Biddle managed the Bank with undeniable competence and skill, bringing stability and order to the nation’s chaotic banking system. But his exceptional talents and abilities encouraged a characteristic flaw. He was arrogant. He failed to see that he and his Bank depended more on the government’s favor than the government depended on him and his Bank. His and his allies’ conduct throughout the Bank War amounted to a perfect illustration of John Kenneth Galbraith’s observation, “People of privilege will always risk their complete destruction rather than surrender any material part of their advantage.”
“No officer of the Government, from the President downwards, has the least right, the least authority, the least pretense, for interference in the concerns of the bank,” Biddle declared. This was unbelievably rich. The Bank was by law the only place where the government could park the public’s money, money the Bank could lend freely to anyone, on any terms. Biddle seemed to go out of his way to make the anomalous position of the Bank—a privately owned and run institution wielding enormous public power—as flagrant and obnoxious as possible. Those who managed the Bank, he wrote, “should be at all times prepared to execute the orders of the board in direct opposition, if need be, to the personal interests and wishes of the President and every officer of the Government.”

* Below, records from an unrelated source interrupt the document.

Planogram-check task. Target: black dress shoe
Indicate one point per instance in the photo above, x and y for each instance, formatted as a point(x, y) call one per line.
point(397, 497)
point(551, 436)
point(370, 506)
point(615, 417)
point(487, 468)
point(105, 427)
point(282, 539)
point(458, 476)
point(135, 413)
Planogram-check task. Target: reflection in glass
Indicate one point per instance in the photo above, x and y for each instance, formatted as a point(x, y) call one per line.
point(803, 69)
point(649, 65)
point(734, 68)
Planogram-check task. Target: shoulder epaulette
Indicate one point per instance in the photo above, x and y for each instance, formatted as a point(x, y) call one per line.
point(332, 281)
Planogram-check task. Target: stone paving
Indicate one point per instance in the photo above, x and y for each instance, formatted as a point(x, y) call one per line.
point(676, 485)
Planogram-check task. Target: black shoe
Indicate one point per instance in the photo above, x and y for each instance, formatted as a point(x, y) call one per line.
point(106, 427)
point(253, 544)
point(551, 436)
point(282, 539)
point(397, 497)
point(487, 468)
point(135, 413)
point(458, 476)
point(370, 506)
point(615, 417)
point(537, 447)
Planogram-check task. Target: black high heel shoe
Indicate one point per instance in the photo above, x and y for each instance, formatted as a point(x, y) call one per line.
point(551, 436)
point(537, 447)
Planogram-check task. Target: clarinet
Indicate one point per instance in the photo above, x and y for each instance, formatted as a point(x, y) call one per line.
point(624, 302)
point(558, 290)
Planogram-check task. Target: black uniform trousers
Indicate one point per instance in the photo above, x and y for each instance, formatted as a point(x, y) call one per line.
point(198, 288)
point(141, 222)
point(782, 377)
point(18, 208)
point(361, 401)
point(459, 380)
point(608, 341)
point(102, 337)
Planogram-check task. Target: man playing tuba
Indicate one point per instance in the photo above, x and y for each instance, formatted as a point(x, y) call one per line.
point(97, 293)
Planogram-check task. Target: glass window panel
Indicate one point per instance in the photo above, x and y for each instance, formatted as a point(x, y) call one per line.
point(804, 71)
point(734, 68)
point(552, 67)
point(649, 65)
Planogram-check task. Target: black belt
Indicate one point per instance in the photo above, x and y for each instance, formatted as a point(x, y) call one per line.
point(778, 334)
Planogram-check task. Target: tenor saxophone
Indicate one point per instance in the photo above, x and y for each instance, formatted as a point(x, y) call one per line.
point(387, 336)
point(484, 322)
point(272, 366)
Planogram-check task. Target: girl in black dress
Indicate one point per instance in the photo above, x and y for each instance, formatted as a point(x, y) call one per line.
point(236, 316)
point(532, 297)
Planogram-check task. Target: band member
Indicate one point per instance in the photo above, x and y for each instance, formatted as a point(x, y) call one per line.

When asked during public testimony whether the Bank had ever “oppressed” any of the State banks, Biddle answered “Never.” But he immediately added, “There are very few banks which might not have been destroyed by an exertion of the powers of the bank.” He thought this demonstrated his high-minded restraint. His critics interpreted it differently.
Though the Bank’s charter was not due to expire until 1836, Jackson’s hostility was obvious from the moment he came into office in 1829. “I do not dislike your bank any more than all banks,” Jackson had told Biddle, a statement that was neither intended nor received as a reassurance.

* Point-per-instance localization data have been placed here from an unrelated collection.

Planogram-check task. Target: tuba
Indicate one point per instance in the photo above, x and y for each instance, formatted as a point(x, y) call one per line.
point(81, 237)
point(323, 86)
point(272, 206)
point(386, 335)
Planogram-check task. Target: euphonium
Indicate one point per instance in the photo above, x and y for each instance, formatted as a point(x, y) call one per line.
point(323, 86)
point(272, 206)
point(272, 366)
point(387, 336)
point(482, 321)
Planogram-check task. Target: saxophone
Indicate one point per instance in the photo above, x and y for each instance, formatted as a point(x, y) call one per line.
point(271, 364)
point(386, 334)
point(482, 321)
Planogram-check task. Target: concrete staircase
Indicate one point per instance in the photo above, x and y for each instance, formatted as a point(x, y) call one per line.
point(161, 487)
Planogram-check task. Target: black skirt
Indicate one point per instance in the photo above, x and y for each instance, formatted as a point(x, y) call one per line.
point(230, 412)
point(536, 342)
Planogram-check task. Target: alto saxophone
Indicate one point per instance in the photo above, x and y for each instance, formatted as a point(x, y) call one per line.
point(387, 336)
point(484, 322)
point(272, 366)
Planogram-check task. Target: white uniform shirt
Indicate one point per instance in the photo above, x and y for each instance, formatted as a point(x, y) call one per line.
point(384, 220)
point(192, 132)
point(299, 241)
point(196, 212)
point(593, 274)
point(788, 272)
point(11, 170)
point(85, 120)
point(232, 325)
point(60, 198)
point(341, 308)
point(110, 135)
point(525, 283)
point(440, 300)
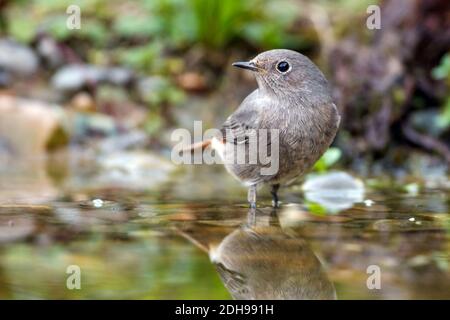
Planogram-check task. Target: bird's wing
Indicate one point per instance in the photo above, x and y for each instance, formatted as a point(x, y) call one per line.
point(244, 122)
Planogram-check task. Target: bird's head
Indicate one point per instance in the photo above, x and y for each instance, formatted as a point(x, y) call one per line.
point(286, 73)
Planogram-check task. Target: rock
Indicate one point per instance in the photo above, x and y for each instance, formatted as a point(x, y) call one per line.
point(5, 79)
point(83, 102)
point(49, 50)
point(30, 127)
point(74, 77)
point(335, 191)
point(88, 124)
point(17, 59)
point(134, 169)
point(192, 81)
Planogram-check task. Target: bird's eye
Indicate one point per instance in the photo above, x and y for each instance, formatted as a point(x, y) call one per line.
point(283, 66)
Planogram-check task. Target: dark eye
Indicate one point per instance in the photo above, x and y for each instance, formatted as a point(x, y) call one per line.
point(283, 66)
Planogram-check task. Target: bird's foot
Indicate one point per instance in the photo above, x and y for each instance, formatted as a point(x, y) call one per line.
point(275, 203)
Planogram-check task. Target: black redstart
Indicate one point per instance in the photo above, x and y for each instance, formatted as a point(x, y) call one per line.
point(294, 101)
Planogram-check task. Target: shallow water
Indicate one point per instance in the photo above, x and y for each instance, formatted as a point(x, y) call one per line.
point(193, 237)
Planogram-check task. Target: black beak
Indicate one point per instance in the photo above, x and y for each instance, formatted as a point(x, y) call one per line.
point(246, 65)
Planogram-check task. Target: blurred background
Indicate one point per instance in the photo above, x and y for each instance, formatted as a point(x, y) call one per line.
point(139, 69)
point(86, 117)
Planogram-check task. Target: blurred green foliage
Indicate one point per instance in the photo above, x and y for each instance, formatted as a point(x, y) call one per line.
point(176, 23)
point(151, 36)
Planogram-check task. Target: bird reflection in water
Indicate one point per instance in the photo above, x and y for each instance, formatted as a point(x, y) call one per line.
point(259, 260)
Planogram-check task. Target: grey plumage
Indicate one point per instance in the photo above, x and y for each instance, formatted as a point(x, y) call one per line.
point(297, 103)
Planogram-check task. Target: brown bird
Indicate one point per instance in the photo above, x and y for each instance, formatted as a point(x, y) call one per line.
point(291, 116)
point(259, 260)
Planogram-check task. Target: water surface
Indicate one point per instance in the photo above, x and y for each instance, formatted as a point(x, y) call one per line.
point(191, 236)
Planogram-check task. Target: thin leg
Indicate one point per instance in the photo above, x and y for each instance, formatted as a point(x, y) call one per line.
point(274, 191)
point(252, 196)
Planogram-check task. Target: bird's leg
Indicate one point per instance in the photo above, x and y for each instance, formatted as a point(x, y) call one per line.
point(252, 196)
point(274, 191)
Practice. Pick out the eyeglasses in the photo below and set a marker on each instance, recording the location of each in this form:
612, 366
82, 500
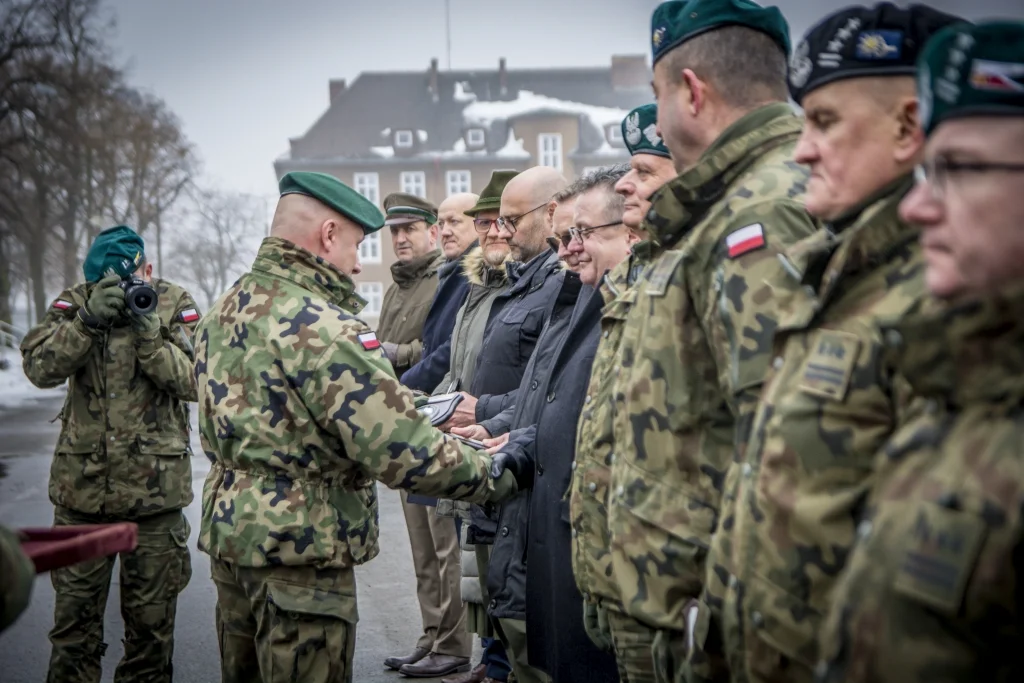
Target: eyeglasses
509, 222
582, 232
935, 172
482, 225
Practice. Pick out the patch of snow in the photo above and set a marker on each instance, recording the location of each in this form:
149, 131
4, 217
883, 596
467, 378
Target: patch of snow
484, 113
15, 389
463, 93
513, 147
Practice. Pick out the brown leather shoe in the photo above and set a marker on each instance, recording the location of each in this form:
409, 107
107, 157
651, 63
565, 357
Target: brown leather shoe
477, 674
398, 663
435, 665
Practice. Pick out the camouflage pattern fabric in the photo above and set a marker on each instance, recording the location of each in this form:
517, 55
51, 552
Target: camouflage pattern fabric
830, 400
694, 348
299, 413
123, 451
16, 578
932, 589
152, 578
285, 625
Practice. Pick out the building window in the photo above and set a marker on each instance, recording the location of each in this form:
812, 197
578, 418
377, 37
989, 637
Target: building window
403, 138
550, 146
369, 185
374, 294
458, 181
414, 182
370, 249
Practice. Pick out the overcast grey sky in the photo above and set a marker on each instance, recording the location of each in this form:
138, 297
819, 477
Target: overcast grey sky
246, 75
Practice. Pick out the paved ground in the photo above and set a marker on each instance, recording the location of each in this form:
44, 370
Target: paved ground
389, 617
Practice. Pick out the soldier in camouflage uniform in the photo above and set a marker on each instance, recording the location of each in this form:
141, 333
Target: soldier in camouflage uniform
830, 397
123, 455
650, 167
16, 577
300, 413
698, 328
932, 589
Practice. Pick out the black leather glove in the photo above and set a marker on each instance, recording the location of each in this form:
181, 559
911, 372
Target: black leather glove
515, 461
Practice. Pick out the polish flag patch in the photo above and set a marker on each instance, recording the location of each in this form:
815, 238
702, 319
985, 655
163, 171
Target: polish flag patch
745, 240
369, 341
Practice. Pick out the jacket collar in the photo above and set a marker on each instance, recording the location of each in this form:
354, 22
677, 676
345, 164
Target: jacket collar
281, 258
683, 202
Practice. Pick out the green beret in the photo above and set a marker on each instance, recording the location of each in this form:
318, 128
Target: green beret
120, 249
640, 132
676, 22
969, 70
336, 195
491, 198
401, 208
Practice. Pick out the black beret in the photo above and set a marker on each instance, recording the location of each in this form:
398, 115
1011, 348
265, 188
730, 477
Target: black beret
859, 41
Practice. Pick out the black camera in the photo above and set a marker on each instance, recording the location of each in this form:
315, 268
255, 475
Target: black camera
139, 295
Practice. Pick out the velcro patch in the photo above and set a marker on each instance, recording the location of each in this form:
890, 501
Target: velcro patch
939, 556
369, 341
745, 240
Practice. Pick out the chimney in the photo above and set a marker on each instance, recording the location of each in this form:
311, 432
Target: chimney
434, 91
337, 86
629, 72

Biddle and his allies decided to push through legislation rechartering the Bank before Jackson stood for reelection in 1832. Confidently rejecting most reform proposals, the Bank’s friends calculated that Jackson would not dare risk a controversy over the Bank in an election year. It was the first of several spectacular miscalculations.
“It is to be regretted that the rich and powerful too often bend the acts of government to their selfish purposes,” Jackson declared in his message vetoing the Bank’s charter.